Tom Wheeler, the recently departed chairman of the FCC, took aim at an idea to streamline the agency, saying that it was a “fraud” to say that it was “modernizing” the agency and suggested that it is really a way for major internet service providers to escape substantive oversight.
Speaking on Tuesday at the Berkman Klein Center for Internet & Society at Harvard University, Wheeler was referring to reports that the Trump transition team was looking to restructure the FCC and move functions like competition and consumer protection to other federal agencies like the Federal Trade Commission.
“It makes no sense,” Wheeler said at the event, moderated by Susan Crawford. “We are talking about 1/6 of the economy, but more importantly, we are talking about the networks that connect 6/6 of the economy.”
Wheeler pointed to a 2013 Washington Post story in which lobbyists for cable and telecom firms were quoted as saying that they supported the idea of transferring key FCC functions to the FTC.
“It is not surprising why they would want to transfer there. The FTC doesn’t have rule-making authority. They have enforcement authority,” he said.
Instead of establishing rules of the road for broadband, he said, the FTC would instead be limited to adjudicating whether a practice is “unfair and deceptive.”
“The FTC has to worry about everything from computer chips to bleach labeling,” Wheeler said. “Of course you would want to be lost in the morass.”
On Monday, President Trump named Ajit Pai, a commissioner since 2012, as the next FCC chair. Pai has been a supporter of deregulation and has been highly critical of one of Wheeler’s signature achievements, net neutrality. In 2015, the FCC ruled 3-2 to adopt rules that banned internet providers from blocking or degrading content, or from selling speedier access to the consumer. To establish solid legal footing, the FCC reclassified internet service as a common carrier, and their action has so far held up in court.
It’s still unclear if Pai will move to repeal the net neutrality rules. Sen. John Thune (R-S.D.), the chairman of the Senate Commerce Committee, said that he would pursue net neutrality legislation, but public interest groups have their doubts that any new bill would have the teeth of the current FCC regulations now in place.
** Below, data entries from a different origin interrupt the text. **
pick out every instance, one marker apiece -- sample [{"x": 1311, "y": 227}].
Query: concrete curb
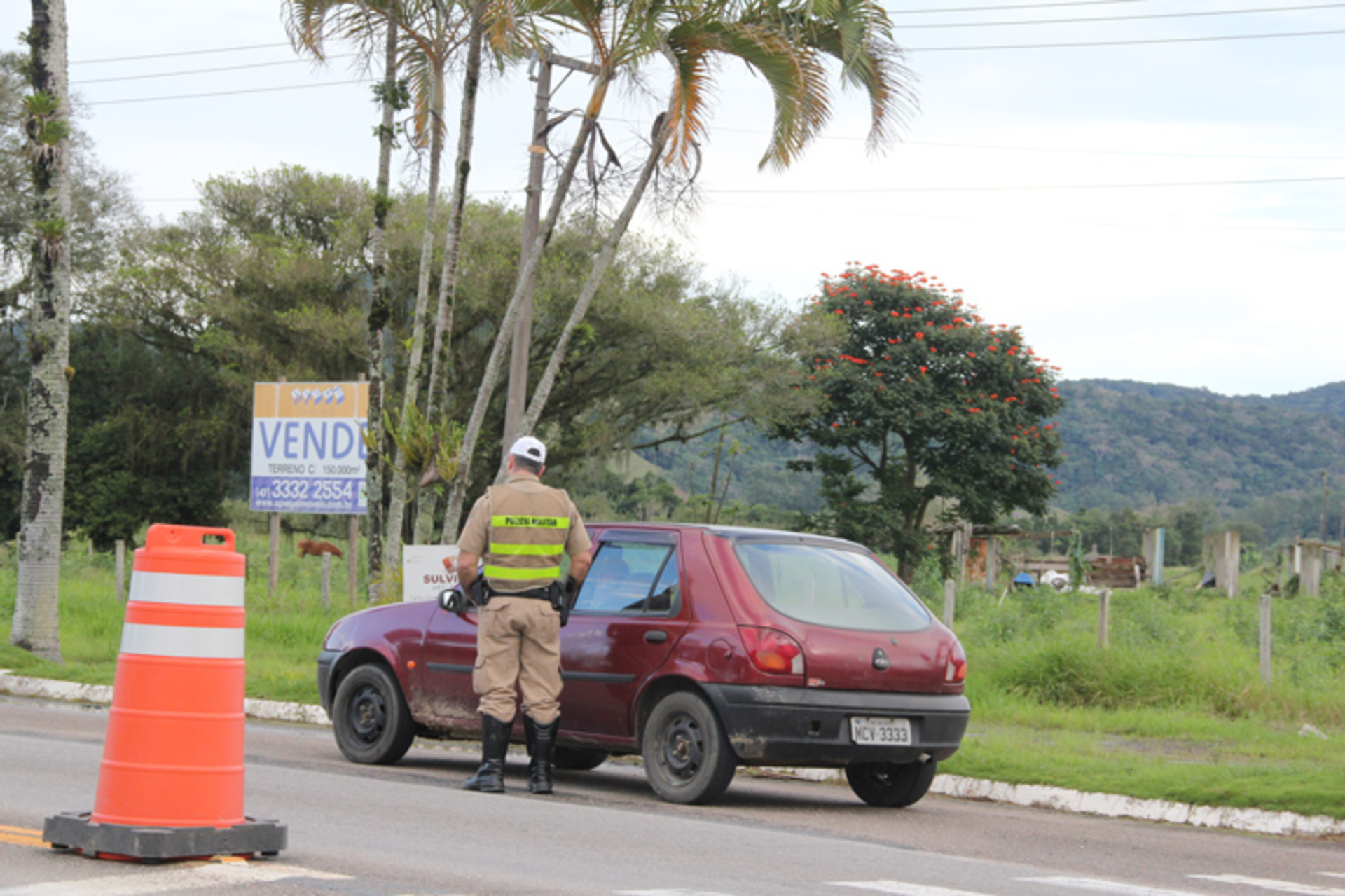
[{"x": 1033, "y": 795}]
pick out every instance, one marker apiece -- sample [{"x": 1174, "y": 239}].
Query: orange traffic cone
[{"x": 171, "y": 782}]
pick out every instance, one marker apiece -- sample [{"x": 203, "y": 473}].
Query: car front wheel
[
  {"x": 687, "y": 757},
  {"x": 370, "y": 717},
  {"x": 891, "y": 785}
]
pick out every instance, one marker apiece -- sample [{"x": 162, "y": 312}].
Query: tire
[
  {"x": 891, "y": 785},
  {"x": 370, "y": 717},
  {"x": 687, "y": 757},
  {"x": 579, "y": 758}
]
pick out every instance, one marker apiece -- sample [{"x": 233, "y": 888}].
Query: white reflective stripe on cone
[
  {"x": 182, "y": 641},
  {"x": 177, "y": 588}
]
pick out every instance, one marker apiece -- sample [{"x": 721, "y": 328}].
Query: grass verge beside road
[{"x": 1173, "y": 710}]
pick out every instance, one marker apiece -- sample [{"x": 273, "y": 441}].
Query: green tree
[
  {"x": 310, "y": 23},
  {"x": 101, "y": 210},
  {"x": 147, "y": 443},
  {"x": 786, "y": 43},
  {"x": 48, "y": 127},
  {"x": 923, "y": 403}
]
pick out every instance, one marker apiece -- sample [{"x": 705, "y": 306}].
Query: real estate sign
[{"x": 308, "y": 447}]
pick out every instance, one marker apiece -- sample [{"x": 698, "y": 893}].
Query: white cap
[{"x": 530, "y": 448}]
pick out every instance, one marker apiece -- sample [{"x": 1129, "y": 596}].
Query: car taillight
[
  {"x": 773, "y": 652},
  {"x": 957, "y": 672}
]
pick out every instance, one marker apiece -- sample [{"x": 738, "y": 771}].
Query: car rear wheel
[
  {"x": 891, "y": 785},
  {"x": 687, "y": 757},
  {"x": 370, "y": 717},
  {"x": 579, "y": 759}
]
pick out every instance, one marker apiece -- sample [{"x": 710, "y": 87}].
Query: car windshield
[{"x": 832, "y": 587}]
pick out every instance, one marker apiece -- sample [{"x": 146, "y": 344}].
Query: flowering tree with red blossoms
[{"x": 923, "y": 401}]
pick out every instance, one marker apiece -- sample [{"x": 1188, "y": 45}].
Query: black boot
[
  {"x": 490, "y": 777},
  {"x": 541, "y": 747}
]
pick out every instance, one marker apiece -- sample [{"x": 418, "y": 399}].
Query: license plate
[{"x": 880, "y": 731}]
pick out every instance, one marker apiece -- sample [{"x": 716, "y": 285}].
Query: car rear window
[{"x": 832, "y": 587}]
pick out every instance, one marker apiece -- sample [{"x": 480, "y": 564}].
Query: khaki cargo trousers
[{"x": 518, "y": 641}]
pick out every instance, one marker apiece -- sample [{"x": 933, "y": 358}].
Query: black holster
[{"x": 561, "y": 598}]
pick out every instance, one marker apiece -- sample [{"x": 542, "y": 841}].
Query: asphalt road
[{"x": 408, "y": 829}]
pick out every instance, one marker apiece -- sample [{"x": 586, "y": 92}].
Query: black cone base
[{"x": 76, "y": 830}]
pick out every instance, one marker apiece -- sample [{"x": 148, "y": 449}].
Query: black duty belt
[{"x": 534, "y": 593}]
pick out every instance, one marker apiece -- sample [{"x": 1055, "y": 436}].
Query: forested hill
[{"x": 1136, "y": 444}]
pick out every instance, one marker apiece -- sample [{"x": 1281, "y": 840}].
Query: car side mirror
[{"x": 453, "y": 600}]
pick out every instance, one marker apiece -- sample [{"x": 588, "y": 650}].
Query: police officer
[{"x": 521, "y": 529}]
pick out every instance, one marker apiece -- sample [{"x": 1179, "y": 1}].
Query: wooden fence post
[
  {"x": 1103, "y": 616},
  {"x": 121, "y": 571},
  {"x": 327, "y": 581},
  {"x": 1264, "y": 638},
  {"x": 273, "y": 574},
  {"x": 353, "y": 558}
]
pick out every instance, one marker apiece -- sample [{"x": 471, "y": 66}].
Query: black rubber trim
[
  {"x": 612, "y": 678},
  {"x": 448, "y": 668}
]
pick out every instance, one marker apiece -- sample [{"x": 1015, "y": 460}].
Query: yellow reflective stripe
[
  {"x": 506, "y": 574},
  {"x": 530, "y": 523},
  {"x": 527, "y": 551}
]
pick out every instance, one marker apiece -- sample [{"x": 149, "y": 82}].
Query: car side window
[
  {"x": 623, "y": 577},
  {"x": 668, "y": 590}
]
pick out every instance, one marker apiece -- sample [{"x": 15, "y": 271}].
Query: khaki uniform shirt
[{"x": 521, "y": 529}]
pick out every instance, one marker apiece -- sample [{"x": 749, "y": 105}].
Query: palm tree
[
  {"x": 421, "y": 36},
  {"x": 437, "y": 393},
  {"x": 42, "y": 509},
  {"x": 785, "y": 42},
  {"x": 782, "y": 43},
  {"x": 308, "y": 23}
]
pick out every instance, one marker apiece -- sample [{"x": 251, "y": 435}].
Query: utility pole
[
  {"x": 1327, "y": 494},
  {"x": 517, "y": 397}
]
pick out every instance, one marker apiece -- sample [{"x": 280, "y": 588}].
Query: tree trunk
[
  {"x": 35, "y": 623},
  {"x": 600, "y": 267},
  {"x": 437, "y": 393},
  {"x": 506, "y": 330},
  {"x": 378, "y": 314},
  {"x": 420, "y": 323}
]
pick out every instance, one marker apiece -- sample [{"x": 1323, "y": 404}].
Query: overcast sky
[{"x": 1146, "y": 202}]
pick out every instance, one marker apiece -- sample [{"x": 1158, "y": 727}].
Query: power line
[
  {"x": 1033, "y": 188},
  {"x": 1014, "y": 6},
  {"x": 1122, "y": 43},
  {"x": 191, "y": 71},
  {"x": 1147, "y": 225},
  {"x": 1134, "y": 18},
  {"x": 228, "y": 93},
  {"x": 1060, "y": 150},
  {"x": 181, "y": 53}
]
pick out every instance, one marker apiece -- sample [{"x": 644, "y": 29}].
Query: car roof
[{"x": 739, "y": 533}]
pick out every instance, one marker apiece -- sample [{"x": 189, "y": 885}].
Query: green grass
[
  {"x": 284, "y": 633},
  {"x": 1173, "y": 710}
]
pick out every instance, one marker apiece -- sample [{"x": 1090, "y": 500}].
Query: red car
[{"x": 698, "y": 647}]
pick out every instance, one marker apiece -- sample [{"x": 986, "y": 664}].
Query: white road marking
[
  {"x": 162, "y": 878},
  {"x": 1096, "y": 885},
  {"x": 1274, "y": 885},
  {"x": 902, "y": 888},
  {"x": 669, "y": 892}
]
Wheeler made light of arguments that the current FCC rules will discourage investment. He noted that he made the same argument when he led industry groups. He served as president of the National Cable and Telecommunications Association from 1976 to 1984, and the Cellular Telecommunications and Internet Association from 1992 to 2004.
“It is kind of the first line of defense for everybody, and it is balderdash,” he said.
He noted that broadband service is a “high margin” operation, and that the “reason you invest is to get a return.”
Since the net neutrality rules were put in place, Wheeler said, “broadband investment is up, fiber connections are up, investment in companies that use broadband are up, revenues for broadband providers are up, because people are using it more.”
Wheeler’s tenure was marked not just by net neutrality, but other contentious moves, such as the FCC’s adoption of privacy rules for Internet providers, and its efforts to supersede state laws than ban cities from offering their own broadband service.
He said that he was “worried about what the future looks like.”
“How we connect defines who we are both commercially and culturally,” he said, adding that it was an “existential question” as to whether four companies will control the broadband marketplace.
“What is amazing is how the commission and seemingly the Congress want to do things on behalf of these four companies that will have an impact on many other companies and tens of millions of other consumers,” he said.
Wheeler himself moved to a more robust approach to net neutrality after the FCC was flooded by more than 2.7 million comments in 2014, the great majority of them urging the agency to adopt stringent guidelines over how companies handle their traffic.
If the FCC or Congress tries to roll back the current rules, he said that “we need to be heard in different ways than before.”
“Economic ambition is what is driving these handful of companies,” he said. “There must be economic ambition that counters that.”
He said that companies that will count on such things as artificial intelligence have reason to be concerned if major Internet providers serve as “gatekeepers” to their connectivity.
“We need to be making sure the companies that are affected will be delivering the message, because I think that is what Congress will be responding to,” he said.
He also said that a challenge on many FCC issues is that they can be so wonky. Instead, he said that the focus should be on the effects of having little competition for high-speed broadband.
“We need to get out of our technocrat mode and into the mode…of the Trump voter who has the worst Internet experience,” he said.
He declined to predict whether the AT&T and Time Warner will get the greenlight from the Justice Department. During the campaign, Trump said he would try to block the deal, but since he won the presidency, Wall Street analysts believe that position will change.
“As someone said to me the other day, I have lost the Windex to my crystal ball,” Wheeler said.